The Court, presided over by Mr Justice Charles Edward Baiden, on May 10, remanded them, following which the Ghana Immigration Service arraigned them; but without preferring any charges against them.
The accused persons, aka Aisha Huang , aka Yaa Asantewaa; Gao Jin Cheng, 45; Lu Qi Jun 39; Habin Gao, 26; and Zhang Pen, 23; who were not in court, are said to be behind some galamsey operations in the Ashanti Region.
The Court said it saw the notice of motion for bail pending an appeal yesterday, but when the judge opened the court docket this morning, he also saw the Attorney General’s affidavit in opposition.
The Court wondered why the State had not charged the accused persons, yet had come to Court to oppose the bail application.
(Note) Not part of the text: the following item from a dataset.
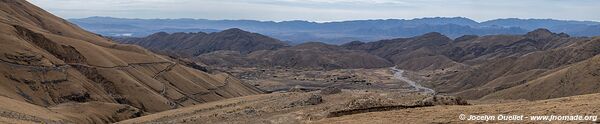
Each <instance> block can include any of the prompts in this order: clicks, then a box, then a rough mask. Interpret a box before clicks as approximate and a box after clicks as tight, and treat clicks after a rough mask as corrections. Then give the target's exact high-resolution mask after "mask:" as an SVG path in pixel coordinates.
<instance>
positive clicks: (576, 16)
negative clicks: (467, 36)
mask: <svg viewBox="0 0 600 124" xmlns="http://www.w3.org/2000/svg"><path fill="white" fill-rule="evenodd" d="M28 1H30V2H32V3H33V4H35V5H38V6H40V7H42V8H44V9H46V10H47V11H50V12H51V13H53V14H56V15H58V16H60V17H63V18H83V17H89V16H111V17H123V18H199V19H252V20H269V21H284V20H308V21H319V22H323V21H340V20H363V19H412V18H421V17H438V16H439V17H456V16H461V17H467V18H471V19H474V20H476V21H486V20H490V19H497V18H542V19H546V18H552V19H561V20H585V21H600V13H599V12H600V0H28Z"/></svg>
“You have not charged the accused persons and you have come to court to oppose to the application,” the judge queried. “Your opposition is without legs.”
The matter was, therefore, adjourned to enable the State to put its house in order.
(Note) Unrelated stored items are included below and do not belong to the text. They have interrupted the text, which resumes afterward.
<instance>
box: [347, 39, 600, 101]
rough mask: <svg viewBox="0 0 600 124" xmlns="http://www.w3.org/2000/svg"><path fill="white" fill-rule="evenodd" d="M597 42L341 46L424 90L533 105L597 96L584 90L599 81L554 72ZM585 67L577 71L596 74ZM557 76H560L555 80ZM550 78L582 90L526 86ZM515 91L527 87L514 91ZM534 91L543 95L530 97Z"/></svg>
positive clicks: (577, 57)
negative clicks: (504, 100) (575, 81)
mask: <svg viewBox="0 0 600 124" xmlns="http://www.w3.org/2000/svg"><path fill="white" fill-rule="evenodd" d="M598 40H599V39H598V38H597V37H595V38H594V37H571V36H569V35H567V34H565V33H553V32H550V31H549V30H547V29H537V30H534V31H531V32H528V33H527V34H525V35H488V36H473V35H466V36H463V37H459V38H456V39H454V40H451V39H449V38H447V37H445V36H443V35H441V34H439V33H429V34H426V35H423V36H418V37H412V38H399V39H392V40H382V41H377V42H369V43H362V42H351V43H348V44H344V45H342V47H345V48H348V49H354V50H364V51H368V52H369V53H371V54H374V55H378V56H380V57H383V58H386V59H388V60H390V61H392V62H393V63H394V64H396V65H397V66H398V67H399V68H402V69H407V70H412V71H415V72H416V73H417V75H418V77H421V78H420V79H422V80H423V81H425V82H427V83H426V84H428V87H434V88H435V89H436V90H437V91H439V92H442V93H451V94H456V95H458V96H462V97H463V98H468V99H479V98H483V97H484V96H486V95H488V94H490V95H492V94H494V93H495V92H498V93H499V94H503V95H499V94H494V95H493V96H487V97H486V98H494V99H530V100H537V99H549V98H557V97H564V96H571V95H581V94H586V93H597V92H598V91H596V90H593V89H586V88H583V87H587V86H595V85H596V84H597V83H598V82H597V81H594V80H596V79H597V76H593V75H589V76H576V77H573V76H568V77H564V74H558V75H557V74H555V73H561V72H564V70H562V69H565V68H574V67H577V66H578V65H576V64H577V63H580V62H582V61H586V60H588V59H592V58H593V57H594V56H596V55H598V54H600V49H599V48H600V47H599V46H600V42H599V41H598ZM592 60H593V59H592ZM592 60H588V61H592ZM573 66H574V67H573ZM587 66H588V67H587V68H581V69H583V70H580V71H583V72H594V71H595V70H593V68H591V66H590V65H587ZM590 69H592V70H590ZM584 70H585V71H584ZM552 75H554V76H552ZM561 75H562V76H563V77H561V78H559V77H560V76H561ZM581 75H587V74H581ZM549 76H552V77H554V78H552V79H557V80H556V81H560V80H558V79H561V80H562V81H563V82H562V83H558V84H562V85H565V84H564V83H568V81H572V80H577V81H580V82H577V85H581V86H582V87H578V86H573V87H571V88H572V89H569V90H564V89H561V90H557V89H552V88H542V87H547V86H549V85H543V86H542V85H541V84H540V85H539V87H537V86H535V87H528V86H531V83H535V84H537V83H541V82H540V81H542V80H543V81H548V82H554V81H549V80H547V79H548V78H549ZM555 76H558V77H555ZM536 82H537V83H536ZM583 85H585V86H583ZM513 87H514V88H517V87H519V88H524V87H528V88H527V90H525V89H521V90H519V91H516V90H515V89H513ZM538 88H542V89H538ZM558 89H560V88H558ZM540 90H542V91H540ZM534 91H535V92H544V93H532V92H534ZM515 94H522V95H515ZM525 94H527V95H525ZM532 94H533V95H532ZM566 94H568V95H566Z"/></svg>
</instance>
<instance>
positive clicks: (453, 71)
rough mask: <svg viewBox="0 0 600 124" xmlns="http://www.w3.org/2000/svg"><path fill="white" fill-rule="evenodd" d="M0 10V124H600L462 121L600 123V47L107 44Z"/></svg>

Earlier on, the State did not prefer any charges against the accused persons, but on Thursday, the Court was informed that the accused persons’ activities contravened Ghana’s Mining and Minerals Laws.
Mr Jerry Akuetteh, counsel for the accused persons, however, told the Court, on Thursday, that he filed the motion on notice for bail pending trial on May 15.
Mr Akuetteh held that the bail application was filed on health grounds on the part of Asia.
According to counsel, the accused persons could be granted bail, while further investigations were being carried out because his clients would not interfere in any form with the investigations.
Ms Mercy Arthur, a Senior State Attorney, who was led by Mr Asiamah Sampong, Principal State Attorney, however, opposed the application for bail pending trial.
According to Ms Arthur, investigations carried out indicated that the accused persons’ activities contravened the Mining and Minerals Laws.
She recounted that the Ghana Immigration Service (GIS) earlier held the accused persons but referred the matter to the Attorney General’s Department.
According to the Senior State Attorney, further investigations had been carried out, which indicated that the accused persons did, indeed, contravene the Mining and Mineral Act but the GIS’ mandate fell outside of that.
The accused persons were rounded up by the GIS in the Ashanti Region.
They were, consequently, transferred to Accra by the GIS for further investigations.